What really confused me was that the DT, according to the press, were saying that it was impermissible for the SCA to intervene in the way they did.

"Lawyer Andrew Fawcett said in the application that the SCA went beyond its jurisdiction by rejecting the High Court's factual finding that Pistorius genuinely‚ though erroneously‚ believed that his and Steenkamp's lives were in danger. He said the SCA does not have the power to reject factual findings of the trial court".

http://www.timeslive.co.za/local/2016/01/12/This-is-how-appeal-court-went-wrong-Pistoriuss-lawyer

The SCA article I read and linked to in my previous post clearly said that the SCA does have the right to do this. Fawcett does seem to make a bit of a fool of himself. Is he is throwing as much mud at the wall in the hope some of it will stick?

There was another article in news24 that also confused me as I did not know the answer and had not seen it referred to anywhere else. It is this:-

"The legal requirements for putative private defence were not a question of law referred to the SCA under section 319 of the CPA (Criminal Procedure Act).
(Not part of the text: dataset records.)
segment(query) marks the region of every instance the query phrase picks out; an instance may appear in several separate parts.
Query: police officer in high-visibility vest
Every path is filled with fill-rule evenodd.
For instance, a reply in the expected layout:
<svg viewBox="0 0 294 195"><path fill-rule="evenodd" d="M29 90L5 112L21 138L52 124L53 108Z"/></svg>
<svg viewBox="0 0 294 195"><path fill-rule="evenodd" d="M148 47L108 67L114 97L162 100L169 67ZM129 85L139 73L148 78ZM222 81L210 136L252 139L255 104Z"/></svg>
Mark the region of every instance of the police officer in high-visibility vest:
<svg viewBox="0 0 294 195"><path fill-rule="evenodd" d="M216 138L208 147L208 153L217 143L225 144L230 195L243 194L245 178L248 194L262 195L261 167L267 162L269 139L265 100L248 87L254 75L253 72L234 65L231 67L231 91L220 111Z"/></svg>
Therefore, with respect, the SCA had no statutory authority to interfere with either the trial court's legal or factual finding of putative private defence."

http://www.news24.com/SouthAfrica/News/sca-discriminated-against-oscar-court-papers-20160112


Even if this were correct, as far as I am aware Judge Masipa did not find putative private defence.

From your explanation it seems that the Con Court will likely throw the Appeal out and it appears that the DT are attempting to stall the proceedings in the hope of keeping OP out of jail.

Again, thank you for your help.
 
Gosh, I thought he was number 15 in the queue of cases awaiting directions. Am I looking in the wrong place?

No, you are looking in the right place, but I think you've made the same mistake as me ... we looked at 2016, but there are also matters outstanding from 2014 and 2015. Belgarion's comment alerted me to the fact that I'd overlooked something. There's still 1 outstanding from 2014 and the rest from 2015 plus the 14 for 2016. However this does not mean that these will all be heard before OP. Far from it. For example, the first case listed for 2015 is No. 40 in the list and the next after that is 89. There are a couple of cases that each have 18 respondents so these will take a lot of time while the parties comply with the directions, and in the meantime others will go forward in the queue if they're ready to proceed.

If leave is granted, we'll probably be sitting on our hands waiting for a good 6 months I think, or longer.